Excelian started in the last weeks investigating Xcelerit’s new technology: Xcelerit SDK for parallel programming and HPC. The framework claims to be an easy to use, highly scalable SDK which can utilize most of the resources available on a server, including CPU and GPU, and offers a hardware agnostic way of coding parallel applications. In this article I will share my first impressions with the framework and test its integration with a compute grid middleware commonly used in financial sector.


About Xcelerit
SDK Xcelerit is a SDK for development of parallel applications, the key uniqueness being that it hides the complexity of parallel application development from the developer and tries to be as efficient as possible. Parallelization approach is based on flow graph dataflow paradigm  (Fig 1.). The developer defines a flow of how the data is processed from input to output. Each processing unit is called an Actor and each one of the actors receives data, process it and send it to the next node in the graph (Fig 2.). Actors are not allowed to store any data apart from constants and parameters defined at creation time. Thanks to that kind of flow there is not much overhead on mutex locking situations as no shared resource are accessed by multiple threads and thus it results in higher performance.

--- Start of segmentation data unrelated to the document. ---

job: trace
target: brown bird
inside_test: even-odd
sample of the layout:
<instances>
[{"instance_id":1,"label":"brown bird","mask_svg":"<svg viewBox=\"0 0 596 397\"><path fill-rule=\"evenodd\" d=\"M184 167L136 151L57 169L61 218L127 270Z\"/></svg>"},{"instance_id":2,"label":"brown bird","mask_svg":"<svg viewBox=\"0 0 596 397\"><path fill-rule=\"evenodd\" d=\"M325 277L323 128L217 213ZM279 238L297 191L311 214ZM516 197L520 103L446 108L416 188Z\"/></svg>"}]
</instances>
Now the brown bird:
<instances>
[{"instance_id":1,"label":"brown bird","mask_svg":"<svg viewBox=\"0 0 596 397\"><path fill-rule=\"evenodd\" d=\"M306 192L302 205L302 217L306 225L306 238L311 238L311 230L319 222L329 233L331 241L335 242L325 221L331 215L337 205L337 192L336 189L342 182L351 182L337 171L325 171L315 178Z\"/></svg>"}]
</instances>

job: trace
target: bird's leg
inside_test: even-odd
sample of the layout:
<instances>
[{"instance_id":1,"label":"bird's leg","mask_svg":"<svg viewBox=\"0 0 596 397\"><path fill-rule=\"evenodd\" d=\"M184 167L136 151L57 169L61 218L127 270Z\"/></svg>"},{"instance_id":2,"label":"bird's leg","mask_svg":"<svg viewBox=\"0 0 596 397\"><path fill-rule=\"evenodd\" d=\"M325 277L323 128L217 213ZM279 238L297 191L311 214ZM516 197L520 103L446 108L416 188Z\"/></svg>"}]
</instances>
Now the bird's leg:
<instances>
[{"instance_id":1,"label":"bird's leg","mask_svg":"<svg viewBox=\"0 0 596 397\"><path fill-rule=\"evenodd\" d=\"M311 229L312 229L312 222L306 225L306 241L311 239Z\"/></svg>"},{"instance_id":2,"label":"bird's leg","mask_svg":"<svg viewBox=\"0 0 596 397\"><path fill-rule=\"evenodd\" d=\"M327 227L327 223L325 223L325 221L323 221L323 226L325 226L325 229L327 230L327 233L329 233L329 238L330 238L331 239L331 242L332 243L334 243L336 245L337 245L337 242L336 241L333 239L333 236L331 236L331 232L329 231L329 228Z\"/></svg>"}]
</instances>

[img]images/img/2_figure1_dataflow.png[/img]

One of the constraints of the model is that the Actors are not able to use external resources like shared data caches during the processing. Such common data has to be pre-fetched before processing unit is executed. Then data can be passed to Actor as an input, parameter or constant. It may be useful to build common data orchestration layer which will feed actors with data before or during the execution based on the flow, leveraging fast access to data in an in-memory cache if required.

[img]images/img/3_figure2_actor.png[/img]



GPU processing support
Xcelerit SDK is able to handle CPU and GPU at the same time. Xcelerit developers achieved this by providing their own by providing their own compiler, driving a set of existing compilers and tools in order to generate code for both CPU and GPU. Decision where to run the code is taken in runtime depending on available resources. The question is how to write application which uses both? In fact, if you stick to the development guidelines of Xcelerit you don't have to do anything. Each piece of Actor code which follows the coding rules can be executed on both CPU and GPU. The library detects what kind of CPU and GPU is available on the node in runtime and based on this information distributes the workload. Right now Xcelerit supports CUDA enabled graphic cards only but Intel Xeon Phi and potentially FPGAs will be supported in the future, which means that vendor lock-in should be reduced.

Constraints
There are a few constraints imposed on the development by the SDK: firstly, you can't use any external library inside Actor code such as Boost, Blaze or any 3rd party C/C++ library; secondly, any in-house library code has to be re-compiled by the provided compiler to be able to run on GPU card using Xcelerit’s model.

External libraries and shared resources

What if you have to use some shared resource or external library? You can do it but that way you will be not able to execute that code on GPU but on CPU only. In fact you can mix CPU and GPU Actors, so depending on your needs, you can design a workflow which will use both efficiently. You can also obey accessing external resource from actor by optimizing your processing workflow in such way, that data from external data source is fetched before processing.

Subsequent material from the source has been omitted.